Chosen Ones and Flight of the Outcasts, by Alister McGrath
Alister McGrath, one of modern Christianity's foremost theological voices, is writing children's books. The Aedyn Chronicles are a series in which two British siblings, Peter and Julia, are magically transported to the land of Aedyn, once a paradise, where it is their destiny to set things right.
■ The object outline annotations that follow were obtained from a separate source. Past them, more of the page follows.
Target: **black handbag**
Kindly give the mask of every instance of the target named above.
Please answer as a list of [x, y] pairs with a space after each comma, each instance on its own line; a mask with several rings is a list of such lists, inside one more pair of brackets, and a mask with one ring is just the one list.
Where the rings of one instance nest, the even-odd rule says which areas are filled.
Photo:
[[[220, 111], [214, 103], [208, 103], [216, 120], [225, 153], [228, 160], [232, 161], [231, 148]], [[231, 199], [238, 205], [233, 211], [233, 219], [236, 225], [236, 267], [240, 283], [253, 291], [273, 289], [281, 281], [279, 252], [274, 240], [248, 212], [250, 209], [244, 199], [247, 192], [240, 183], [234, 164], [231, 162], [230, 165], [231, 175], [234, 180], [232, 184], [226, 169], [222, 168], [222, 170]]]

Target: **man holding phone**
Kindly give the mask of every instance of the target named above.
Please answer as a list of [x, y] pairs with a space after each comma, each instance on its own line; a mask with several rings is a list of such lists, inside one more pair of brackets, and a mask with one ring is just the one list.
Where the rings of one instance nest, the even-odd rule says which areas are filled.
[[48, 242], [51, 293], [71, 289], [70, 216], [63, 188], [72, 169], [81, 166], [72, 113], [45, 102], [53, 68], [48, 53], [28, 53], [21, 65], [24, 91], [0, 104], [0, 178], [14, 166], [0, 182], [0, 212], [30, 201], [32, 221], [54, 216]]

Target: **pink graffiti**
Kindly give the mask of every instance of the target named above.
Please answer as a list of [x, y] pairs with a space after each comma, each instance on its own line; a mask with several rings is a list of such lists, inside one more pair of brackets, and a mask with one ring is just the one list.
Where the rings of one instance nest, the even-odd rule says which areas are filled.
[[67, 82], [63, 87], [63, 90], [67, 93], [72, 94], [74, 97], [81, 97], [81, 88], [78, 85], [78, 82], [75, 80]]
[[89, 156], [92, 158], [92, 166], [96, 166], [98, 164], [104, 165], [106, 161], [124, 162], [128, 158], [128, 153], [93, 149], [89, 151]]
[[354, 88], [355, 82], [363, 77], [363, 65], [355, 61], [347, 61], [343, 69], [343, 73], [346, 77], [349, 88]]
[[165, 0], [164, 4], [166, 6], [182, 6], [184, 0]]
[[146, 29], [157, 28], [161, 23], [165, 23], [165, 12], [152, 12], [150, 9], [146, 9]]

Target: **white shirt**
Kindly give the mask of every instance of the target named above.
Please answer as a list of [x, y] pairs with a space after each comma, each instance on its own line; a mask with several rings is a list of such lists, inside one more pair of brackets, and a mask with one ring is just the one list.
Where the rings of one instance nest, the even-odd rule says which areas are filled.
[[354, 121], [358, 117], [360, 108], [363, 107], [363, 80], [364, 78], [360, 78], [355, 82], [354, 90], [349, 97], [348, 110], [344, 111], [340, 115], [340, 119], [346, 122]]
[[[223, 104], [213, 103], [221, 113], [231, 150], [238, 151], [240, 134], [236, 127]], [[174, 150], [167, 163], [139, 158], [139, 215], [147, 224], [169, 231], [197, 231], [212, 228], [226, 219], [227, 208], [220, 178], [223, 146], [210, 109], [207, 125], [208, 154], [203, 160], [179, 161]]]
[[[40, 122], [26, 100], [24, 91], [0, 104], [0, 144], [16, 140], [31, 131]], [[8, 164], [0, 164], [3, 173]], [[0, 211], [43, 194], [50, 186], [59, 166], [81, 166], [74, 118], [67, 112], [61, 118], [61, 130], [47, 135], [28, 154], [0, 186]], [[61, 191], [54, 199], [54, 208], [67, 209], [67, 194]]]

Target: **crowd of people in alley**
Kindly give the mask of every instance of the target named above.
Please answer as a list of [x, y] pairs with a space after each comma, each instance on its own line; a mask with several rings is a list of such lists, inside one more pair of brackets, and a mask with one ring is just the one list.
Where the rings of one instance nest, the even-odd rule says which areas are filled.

For obvious reasons, no one gets very far into a discussion of the Aedyn series without mentioning the Chronicles of Narnia, by C. S. Lewis. In both series, a set of siblings living away from their parents journey to another world. In both series, the oldest of those siblings is named Peter. Both Aedyn and Narnia are in the throes of an ideological civil war, and the children's arrival is the fulfillment of a prophecy. And (Lewis and McGrath being eminent theologians) both series are examples of Christian allegory.
Children's allegorical fantasy has long been a favored medium for theologians. George MacDonald, C. S. Lewis, J. R. R. Tolkien and Madeleine L'Engle wrote the founding classics of the genre and remained its best-selling authors for decades. Then in 1995 Philip Pullman published Northern Lights (called The Golden Compass in North America), the first book of His Dark Materials, a trilogy that can be viewed as Narnia for atheists. His young heroes, Lyra and Will (British schoolchildren, yes; siblings, no), enter into another world's ideological struggle, fulfilling a prophecy, and in the end defeat God, thereby ridding the world of theism.